Lisa Goldstein, associate managing director with the Not-For-Profit Healthcare team at Moody’s, told conference attendees that, of the 466 not-for-profit hospitals and healthcare systems rated – approximately 1,200 total hospitals in all – none achieved the coveted Aaa rating, and only one – Utah’s Intermountain Healthcare – was rated Aa1.

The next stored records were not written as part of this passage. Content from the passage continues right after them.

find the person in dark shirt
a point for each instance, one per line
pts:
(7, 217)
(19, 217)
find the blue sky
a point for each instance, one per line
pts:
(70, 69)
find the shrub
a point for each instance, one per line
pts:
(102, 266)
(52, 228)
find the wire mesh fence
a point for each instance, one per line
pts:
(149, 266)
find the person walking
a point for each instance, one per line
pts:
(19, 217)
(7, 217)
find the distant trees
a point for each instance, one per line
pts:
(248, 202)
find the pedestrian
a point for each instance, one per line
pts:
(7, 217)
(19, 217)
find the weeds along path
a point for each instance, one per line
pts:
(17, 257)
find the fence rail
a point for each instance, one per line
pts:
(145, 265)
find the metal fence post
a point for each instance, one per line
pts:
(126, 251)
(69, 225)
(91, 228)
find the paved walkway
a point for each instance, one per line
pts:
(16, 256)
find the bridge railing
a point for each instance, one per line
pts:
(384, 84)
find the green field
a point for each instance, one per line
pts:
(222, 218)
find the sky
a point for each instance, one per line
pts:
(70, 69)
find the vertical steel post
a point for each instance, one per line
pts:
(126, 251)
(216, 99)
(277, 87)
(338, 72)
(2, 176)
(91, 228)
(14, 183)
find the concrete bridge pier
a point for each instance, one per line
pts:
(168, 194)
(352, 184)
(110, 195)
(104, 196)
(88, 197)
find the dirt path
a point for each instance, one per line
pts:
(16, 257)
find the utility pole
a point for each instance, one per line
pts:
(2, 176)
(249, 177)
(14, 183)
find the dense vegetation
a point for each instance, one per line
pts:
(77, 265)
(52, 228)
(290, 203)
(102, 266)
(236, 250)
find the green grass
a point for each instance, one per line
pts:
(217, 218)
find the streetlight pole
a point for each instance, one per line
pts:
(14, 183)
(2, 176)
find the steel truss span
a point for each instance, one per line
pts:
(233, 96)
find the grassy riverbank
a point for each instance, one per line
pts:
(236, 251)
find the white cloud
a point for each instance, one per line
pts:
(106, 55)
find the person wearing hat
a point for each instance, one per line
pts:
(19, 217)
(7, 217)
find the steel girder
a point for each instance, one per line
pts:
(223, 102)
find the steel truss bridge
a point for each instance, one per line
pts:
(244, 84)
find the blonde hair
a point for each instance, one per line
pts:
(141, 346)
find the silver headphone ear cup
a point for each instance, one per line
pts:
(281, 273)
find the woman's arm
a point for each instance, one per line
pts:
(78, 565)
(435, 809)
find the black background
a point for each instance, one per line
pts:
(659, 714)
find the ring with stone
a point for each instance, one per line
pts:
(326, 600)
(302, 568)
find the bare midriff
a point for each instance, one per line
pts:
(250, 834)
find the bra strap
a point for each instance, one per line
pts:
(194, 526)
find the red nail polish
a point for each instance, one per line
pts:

“There has never been a Aaa rating of a not-for-profit hospital, and I can say with my crystal ball that there will never be a Aaa rating,” Goldstein said. This should not surprise anyone, she added, noting that not-for-profit healthcare ratings are traditionally lower than other municipal ratings due to enterprise risk. Approximately 10 percent of hospitals rated by Moody’s earned a speculative grade credit rating, equivalent to a “junk bond” designation.

Moody’s maintains a general negative outlook on the not-for-profit hospital sector – and has since 2008 – due to ongoing and developing risks, including low revenue growth by historic standards, a sluggish economic recovery, the transition to new payment methodologies, and the Supreme Court ruling that allowed states to opt out of Medicaid expansion.

“Not-for-profit healthcare is not on a growth trend, and the key indicator for a positive outlook is revenue growth,” Goldstein said.

Inpatient admissions are down significantly, an ominous indicator for hospitals. Indeed, Goldstein said patient volumes were down 5 to 10 percent in various regional markets, with some areas experiencing 12 percent declines. “That’s unlike anything we have seen before,” she said.

Moody’s predicts that funding and regulatory pressures outweigh any financial benefits to providers under the Affordable Care Act. “You may believe it’s good public policy,” Goldstein said. “But from a financial perspective we see the ACA as contributing to a negative outlook.”

Sequestration has contributed an additional $11 billion in cuts to not-for-profit providers, and additional challenges will arrive in the next 12-18 months, including further Medicare payment reductions, uncertainties about Medicaid expansion and insurance exchanges, seemingly permanent reductions in inpatient volumes, and greater risk-sharing with commercial payers.